Dann hatte er Brynn geheiratet, eine entfernte Cousine der früheren Königin, weil er wollte, dass in den Adern seiner künftigen Söhne königliches Blut floss. Allerdings hatte sie ihm nur zwei Töchter geboren, sonst hätte er sich
seines Erstgeboren entledigt, ohne mit der Wimper zu zucken.
Leia war zumindest eine Schönheit gewesen, die als Ehefrau einen guten Preis erzielt hätte. Aber sie war eigensinnig gewesen und hatte versucht fortzulaufen, als er sie mit einem ihm genehmen Bewerber verlobte.
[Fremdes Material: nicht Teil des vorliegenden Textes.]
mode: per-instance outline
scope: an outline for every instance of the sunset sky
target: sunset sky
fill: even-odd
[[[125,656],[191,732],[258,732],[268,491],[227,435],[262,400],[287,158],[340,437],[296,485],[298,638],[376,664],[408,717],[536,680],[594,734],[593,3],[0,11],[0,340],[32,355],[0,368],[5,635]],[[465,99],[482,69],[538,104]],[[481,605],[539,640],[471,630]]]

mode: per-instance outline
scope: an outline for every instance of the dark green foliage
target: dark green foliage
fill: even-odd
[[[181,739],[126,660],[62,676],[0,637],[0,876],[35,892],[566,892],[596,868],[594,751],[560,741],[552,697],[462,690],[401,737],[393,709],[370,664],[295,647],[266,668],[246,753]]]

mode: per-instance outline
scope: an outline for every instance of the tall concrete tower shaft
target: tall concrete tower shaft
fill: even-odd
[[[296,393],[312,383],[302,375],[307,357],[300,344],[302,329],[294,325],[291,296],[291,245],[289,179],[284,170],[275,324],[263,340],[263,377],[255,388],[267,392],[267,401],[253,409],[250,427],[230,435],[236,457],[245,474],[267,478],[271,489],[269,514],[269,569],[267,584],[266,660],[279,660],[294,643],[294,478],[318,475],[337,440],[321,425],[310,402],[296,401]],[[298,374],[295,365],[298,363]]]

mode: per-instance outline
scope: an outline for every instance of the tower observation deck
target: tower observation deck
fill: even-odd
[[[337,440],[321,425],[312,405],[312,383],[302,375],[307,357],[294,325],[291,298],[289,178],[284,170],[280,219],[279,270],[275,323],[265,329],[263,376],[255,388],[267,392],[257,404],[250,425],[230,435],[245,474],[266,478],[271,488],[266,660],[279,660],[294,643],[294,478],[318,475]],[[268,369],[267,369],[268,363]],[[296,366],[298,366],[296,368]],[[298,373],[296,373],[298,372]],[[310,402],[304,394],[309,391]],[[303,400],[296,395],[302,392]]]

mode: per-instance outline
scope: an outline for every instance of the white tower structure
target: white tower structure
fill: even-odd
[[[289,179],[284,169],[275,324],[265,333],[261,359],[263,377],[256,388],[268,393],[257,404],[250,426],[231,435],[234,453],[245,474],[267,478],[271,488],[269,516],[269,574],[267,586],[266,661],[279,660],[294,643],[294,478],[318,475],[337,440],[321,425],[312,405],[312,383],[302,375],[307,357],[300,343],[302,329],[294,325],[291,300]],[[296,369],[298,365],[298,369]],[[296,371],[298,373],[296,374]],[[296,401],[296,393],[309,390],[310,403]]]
Die wilden Tiere des Waldes hatten nicht viel mehr als einen zerrissenen, blutbesudelten Umhang übrig gelassen.
So war ihm nur ein Mädchen geblieben: Dira, ein blasses, stilles Kind, das er mit viel Glück in zwei oder drei Jahren mit einem Edelmann verheiraten konnte, der noch reich genug war, um sich für den Gefallen erkenntlich zu erweisen.
Immer wieder hatte er Brynn seinen Samen eingepflanzt, aber sie verlor jedes Kind, bevor die Zeit um war. Nun war sie zu kränklich, um zu empfangen. Nicht einmal die Zofen und Dienstmädchen, die er in sein Bett holte, gebaren ihm Söhne.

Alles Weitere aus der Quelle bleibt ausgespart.